Öneri hakkında söz alan HDP Siirt Milletvekili Besime Konca, hükümetin temsil ettiği faşizm, yok sayma, inkarcılık zihniyetinin beyinlerden ve yüreklerden silinmediği takdirde ne Roman ne Alevi halkın ne sınıfsal olarak ezilen kimliklerin ve cinslerin ne de Kürt sorunun çözümünün imkansız olduğunu savundu.

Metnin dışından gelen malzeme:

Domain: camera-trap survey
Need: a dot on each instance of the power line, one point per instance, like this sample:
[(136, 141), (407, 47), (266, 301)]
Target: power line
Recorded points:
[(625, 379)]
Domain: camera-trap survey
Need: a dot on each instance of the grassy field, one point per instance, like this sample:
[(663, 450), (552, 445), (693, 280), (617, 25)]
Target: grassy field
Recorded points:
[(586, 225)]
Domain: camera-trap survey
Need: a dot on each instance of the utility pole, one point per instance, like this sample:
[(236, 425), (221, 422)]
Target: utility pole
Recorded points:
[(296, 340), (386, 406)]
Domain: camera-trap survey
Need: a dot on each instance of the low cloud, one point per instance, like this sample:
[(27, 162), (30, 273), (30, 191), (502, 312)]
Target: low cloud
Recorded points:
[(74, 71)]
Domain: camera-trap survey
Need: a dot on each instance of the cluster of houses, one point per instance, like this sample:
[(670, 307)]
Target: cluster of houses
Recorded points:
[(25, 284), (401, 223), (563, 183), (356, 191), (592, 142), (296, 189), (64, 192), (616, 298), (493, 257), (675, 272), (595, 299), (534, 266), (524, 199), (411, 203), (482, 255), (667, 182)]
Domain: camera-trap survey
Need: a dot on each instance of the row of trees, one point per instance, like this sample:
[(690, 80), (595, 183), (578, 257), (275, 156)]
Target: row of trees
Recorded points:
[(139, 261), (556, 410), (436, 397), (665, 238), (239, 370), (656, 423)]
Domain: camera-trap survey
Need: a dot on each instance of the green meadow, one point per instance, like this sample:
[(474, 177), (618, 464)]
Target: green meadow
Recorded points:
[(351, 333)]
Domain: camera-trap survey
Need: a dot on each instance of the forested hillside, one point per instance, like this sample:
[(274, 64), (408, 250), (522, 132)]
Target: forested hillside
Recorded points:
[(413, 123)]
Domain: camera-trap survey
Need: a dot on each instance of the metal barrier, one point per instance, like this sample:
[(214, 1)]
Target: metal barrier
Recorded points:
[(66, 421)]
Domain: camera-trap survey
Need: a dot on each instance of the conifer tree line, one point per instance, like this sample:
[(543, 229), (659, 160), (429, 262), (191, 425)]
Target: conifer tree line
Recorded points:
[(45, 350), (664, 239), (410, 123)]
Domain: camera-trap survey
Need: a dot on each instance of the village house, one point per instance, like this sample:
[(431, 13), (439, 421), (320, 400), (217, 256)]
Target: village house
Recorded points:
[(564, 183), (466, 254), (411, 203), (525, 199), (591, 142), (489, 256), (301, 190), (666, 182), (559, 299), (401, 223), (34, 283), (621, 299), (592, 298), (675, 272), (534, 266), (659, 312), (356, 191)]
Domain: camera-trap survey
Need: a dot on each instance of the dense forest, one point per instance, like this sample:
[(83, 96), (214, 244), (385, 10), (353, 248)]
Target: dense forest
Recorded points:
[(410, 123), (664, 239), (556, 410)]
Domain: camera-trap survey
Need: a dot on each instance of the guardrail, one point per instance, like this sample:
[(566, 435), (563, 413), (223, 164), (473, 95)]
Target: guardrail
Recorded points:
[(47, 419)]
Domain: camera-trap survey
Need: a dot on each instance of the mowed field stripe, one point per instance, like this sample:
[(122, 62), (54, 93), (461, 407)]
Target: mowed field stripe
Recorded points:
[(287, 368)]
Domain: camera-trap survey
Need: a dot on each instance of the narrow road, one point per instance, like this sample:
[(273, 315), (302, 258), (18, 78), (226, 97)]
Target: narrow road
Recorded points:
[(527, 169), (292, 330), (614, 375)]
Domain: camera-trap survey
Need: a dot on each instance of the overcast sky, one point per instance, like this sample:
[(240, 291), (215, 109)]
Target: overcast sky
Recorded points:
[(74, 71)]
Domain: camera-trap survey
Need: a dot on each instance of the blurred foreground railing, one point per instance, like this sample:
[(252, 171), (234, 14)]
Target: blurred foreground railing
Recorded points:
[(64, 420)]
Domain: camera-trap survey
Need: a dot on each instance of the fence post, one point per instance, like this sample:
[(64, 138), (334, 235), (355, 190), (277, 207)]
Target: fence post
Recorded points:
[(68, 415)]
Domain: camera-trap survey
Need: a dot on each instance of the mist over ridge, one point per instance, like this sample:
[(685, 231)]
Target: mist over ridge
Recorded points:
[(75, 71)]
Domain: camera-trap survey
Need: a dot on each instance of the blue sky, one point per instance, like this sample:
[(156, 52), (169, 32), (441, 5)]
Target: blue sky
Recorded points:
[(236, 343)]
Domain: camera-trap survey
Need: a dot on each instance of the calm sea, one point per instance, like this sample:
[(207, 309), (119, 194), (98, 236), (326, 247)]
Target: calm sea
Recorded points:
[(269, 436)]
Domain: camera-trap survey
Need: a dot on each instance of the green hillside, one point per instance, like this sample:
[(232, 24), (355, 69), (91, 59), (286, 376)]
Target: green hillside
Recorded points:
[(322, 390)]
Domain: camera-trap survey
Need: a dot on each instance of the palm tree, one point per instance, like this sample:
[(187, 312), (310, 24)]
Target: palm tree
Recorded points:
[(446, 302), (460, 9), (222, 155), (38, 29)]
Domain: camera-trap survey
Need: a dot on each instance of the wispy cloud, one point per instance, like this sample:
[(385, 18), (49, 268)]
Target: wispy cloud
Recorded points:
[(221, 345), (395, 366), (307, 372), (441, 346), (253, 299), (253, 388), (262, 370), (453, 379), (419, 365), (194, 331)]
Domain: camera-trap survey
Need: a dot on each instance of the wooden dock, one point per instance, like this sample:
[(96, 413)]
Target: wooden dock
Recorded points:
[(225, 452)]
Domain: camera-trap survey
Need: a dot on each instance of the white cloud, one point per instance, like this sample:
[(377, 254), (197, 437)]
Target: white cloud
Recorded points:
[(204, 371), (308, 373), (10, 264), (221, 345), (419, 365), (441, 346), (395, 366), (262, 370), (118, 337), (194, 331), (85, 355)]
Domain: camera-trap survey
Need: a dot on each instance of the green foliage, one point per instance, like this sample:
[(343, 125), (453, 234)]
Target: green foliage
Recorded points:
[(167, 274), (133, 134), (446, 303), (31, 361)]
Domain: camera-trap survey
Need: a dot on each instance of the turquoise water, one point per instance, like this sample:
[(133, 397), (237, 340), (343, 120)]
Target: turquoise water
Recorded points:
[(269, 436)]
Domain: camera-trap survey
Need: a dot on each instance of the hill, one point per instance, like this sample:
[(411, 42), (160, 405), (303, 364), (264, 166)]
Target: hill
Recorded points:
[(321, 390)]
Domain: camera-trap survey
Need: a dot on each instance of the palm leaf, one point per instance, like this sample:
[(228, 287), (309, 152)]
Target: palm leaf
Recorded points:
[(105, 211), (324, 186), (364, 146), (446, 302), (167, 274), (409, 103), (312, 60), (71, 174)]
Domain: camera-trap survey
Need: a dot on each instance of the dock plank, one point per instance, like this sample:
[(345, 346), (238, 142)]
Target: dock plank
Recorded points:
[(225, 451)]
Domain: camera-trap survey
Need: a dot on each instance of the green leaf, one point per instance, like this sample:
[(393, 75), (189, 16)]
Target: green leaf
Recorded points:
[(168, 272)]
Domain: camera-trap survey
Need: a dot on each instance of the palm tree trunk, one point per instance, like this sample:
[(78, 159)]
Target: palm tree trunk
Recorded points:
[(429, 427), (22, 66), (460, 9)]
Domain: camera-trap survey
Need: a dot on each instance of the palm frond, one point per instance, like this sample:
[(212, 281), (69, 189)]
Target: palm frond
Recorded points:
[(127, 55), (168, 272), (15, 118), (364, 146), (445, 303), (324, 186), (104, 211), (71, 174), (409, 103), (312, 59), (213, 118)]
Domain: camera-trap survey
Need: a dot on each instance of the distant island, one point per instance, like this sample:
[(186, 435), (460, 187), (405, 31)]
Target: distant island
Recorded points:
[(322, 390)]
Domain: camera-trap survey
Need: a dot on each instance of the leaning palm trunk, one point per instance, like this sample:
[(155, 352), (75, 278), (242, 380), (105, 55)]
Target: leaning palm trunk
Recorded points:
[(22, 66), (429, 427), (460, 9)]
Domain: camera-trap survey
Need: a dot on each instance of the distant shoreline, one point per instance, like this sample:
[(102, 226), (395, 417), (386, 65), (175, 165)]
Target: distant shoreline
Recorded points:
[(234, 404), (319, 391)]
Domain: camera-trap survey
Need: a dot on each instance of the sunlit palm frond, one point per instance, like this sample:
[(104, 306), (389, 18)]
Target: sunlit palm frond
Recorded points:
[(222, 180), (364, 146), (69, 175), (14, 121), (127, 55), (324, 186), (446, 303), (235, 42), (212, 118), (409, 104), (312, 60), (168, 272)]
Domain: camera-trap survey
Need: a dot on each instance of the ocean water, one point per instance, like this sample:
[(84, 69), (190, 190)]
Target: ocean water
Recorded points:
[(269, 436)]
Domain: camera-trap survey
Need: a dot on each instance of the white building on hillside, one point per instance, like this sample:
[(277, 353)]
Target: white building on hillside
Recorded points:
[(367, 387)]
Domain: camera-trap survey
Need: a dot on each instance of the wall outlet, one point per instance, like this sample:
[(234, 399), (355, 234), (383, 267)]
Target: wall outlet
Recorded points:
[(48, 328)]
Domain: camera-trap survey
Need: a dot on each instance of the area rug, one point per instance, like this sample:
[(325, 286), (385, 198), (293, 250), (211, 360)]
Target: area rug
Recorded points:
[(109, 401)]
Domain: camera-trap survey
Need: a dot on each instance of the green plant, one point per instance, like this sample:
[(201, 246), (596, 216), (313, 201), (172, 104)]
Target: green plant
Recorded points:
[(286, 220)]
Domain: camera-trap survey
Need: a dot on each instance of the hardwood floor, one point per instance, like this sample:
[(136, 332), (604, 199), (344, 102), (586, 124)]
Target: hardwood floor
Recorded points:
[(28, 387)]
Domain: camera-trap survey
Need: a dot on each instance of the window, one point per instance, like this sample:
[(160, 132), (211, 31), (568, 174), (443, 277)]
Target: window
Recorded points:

Konca, konuşmasında şu iddialarda bulundu:
"Hendek siyasetini, çukur siyasetini yapan bu hükümettir. 'Ajandamız var, biz başka ajandalara bakmayız' diyorsunuz. 'Sokak sokak, mahalle mahalle, ev ev temizleyeceğiz' dediniz. Siz Suruç'ta kamp kurdunuz, toplama kampları yaptınız Naziler'in yaptığı gibi. Okulları kamp yaptınız. Halkı spor salonlarına topladınız. Kaç mahallede hendek var? Ankara katliamı yapıldığında hendek mi vardı? Suruç katliamında bunlar mı vardı? Siz ki elini öptüğünüz, eteğini öptüğünüz, göbeğinde büyüdüğünüz cemaati bile kendi içinizde terör örgütü yaratan bir güçsünüz.
Yaptığınız katliamların haddi hesabı yoktur. Bunları görmek zorundasınız. Taş kesilmiş vicdanınızı, taş kesilmiş beyninizi hangi faşizmin...Siz çukur kazmıyorsunuz, siz insanları hendeklere gömmüyorsunuz, asit kuyularına atmıyorsunuz. Siz sokaklarda kurda kuşa yem etmek için bırakıyorsunuz."
- "Lütfen temiz bir dille konuşun"
Meclis Başkanvekili Ahmet Aydın, Konca'yı, "Lütfen temiz bir dille konuşun, kaba ve yaralayıcı sözler sarf etmeyin" sözleriyle uyardı.
Herkesin tabi, bağlı olduğu bir anayasa ve Meclis İçtüzüğü bulunduğunu belirten Aydın, İçtüzüğün ilgili maddesinin konuşma üslubunu çok net bir şekilde ifade ettiğini söyledi ve bu maddenin içeriğine değindi. Aydın, şunları söyledi:
"Efendim 'faşist' derseniz, 'nazi' derseniz, başka şeyler derseniz siz bundan gocunmaz mısınız? Bu konuşma üslubu bütün milletvekilleri için geçerlidir, sadece bir grup için değil. Sayın milletvekilleri bu süreçte özellikle kürsüde sıkça Kürdistan kelimesinin kullanıldığını görüyoruz. Türkiye Cumhuriyeti'nin merkezi ve mahalli idareler yapılanması esasları Anayasa'nın 126 ve 127. maddelerinde net bir şekilde düzenlenmiştir. Bu esaslar dahilinde Türkiye Cumhuriyeti Devleti içinde Kürdistan adıyla herhangi idari ve coğrafi bir birim bulunmamaktadır. Kaldı ki Kürdistan ifadesinin tarihi bir terim olarak kullanılmasından ziyade Türkiye sınırları içerisinde bir bölgeyi, ayrı bir egemen hukuki veya siyasi varlık içinde gösterir şekilde farklı anlamlara yol açabilecek tarzda zikredilmesi de doğru değildir. Sayın milletvekillerinin bu ibareleri kullanırken daha özenli davranmasını özellikle istirham ediyorum."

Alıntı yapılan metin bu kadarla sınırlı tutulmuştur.